Is there any entanglement in this pure state $|\psi\rangle$ of $n$ qubits?

Which can be answered by whether or not the entire state can be expressed as $$ |\psi\rangle=|\phi_1\rangle|\phi_2\rangle\ldots|\phi_n\rangle $$ but as you are rightly realising, you can ask far more structured questions of

is qubit $i$ entangled?

or even

is qubit $i$ entangled with qubit $j$?

or

What sort of entanglement does qubit $i$ share with different qubits, and how much?

The first is answered in much the same way as your original strategy: if it can be written as $|\phi\rangle_i\otimes|\psi\rangle_{1,2,\ldots,n\setminus i}$, then qubit $i$ is not entangled with anything. In your example, qubit 2 is not entangled, but qubits 1 and 3 are.

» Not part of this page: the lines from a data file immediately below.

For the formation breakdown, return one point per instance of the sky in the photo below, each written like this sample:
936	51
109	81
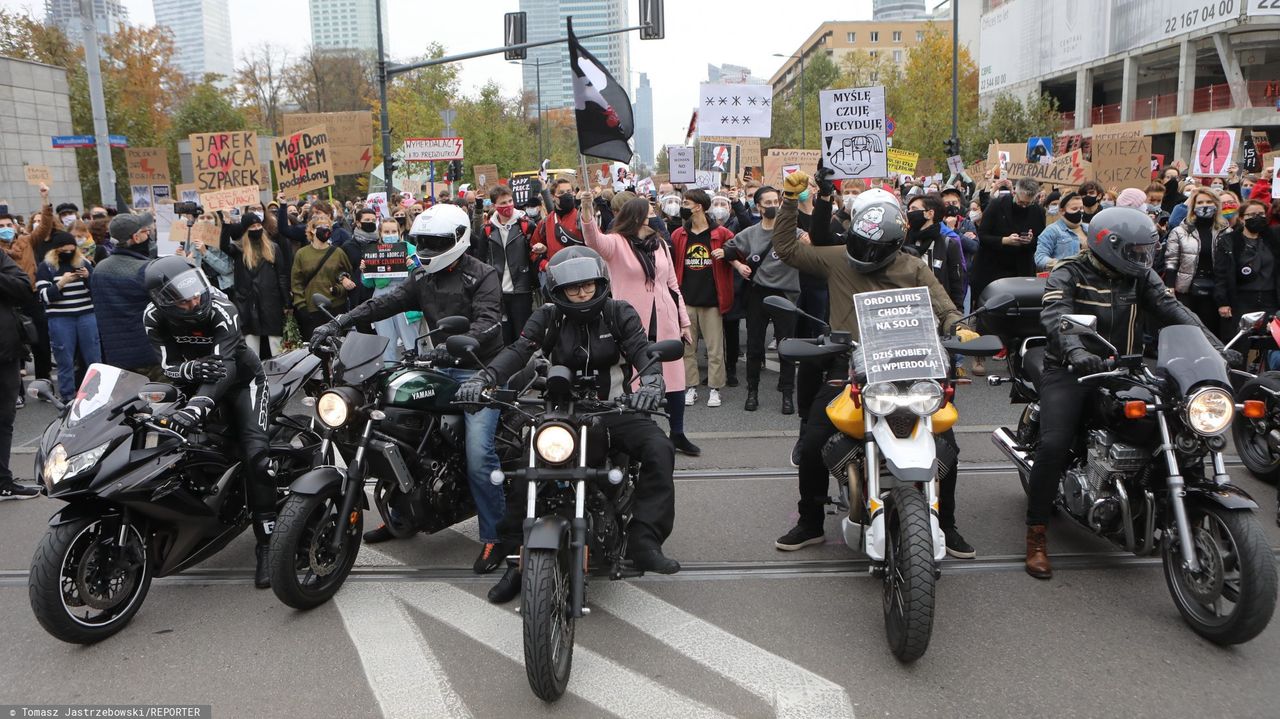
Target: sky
745	32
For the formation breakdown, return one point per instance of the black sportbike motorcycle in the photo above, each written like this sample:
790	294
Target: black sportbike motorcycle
144	500
1148	472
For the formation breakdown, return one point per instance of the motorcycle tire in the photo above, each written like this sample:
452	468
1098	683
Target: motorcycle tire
300	544
548	626
1237	560
909	575
1249	445
51	590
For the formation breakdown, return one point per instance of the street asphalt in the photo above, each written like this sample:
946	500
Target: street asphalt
745	631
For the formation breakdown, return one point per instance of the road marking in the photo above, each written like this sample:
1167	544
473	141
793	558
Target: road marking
794	691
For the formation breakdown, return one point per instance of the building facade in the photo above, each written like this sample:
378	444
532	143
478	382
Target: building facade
347	24
35	106
201	32
1175	65
547	21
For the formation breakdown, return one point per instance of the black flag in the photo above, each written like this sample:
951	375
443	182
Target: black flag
600	105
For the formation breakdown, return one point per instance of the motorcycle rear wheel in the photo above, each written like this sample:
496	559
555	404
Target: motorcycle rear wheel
1234	595
304	572
909	576
547	622
65	567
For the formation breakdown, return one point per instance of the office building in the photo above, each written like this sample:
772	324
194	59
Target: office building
201	32
347	24
547	21
1152	62
108	14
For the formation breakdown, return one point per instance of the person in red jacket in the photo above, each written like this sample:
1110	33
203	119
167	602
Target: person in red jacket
707	284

The second is far more subtle, and perhaps requires a more precise definition of entanglement. Should we say that qubits 1 and 2 in the state $(|000\rangle+|111\rangle)/\sqrt{2}$ are entangled? If you look at just those two qubits, they are in a maximally mixed state, i.e. not entangled, but they are definitely part or an entangled state that cannot be localised to any pair of qubits. Hence the question about the type of entanglement.

Ultimately, this really comes down to a question of why are you interested in entanglement. Usually, it's to do something with the entangled state, so you have a measure of a given state's usefulness (and that is often some form of entanglement measure), and you can ask questions with respect to that particular measure.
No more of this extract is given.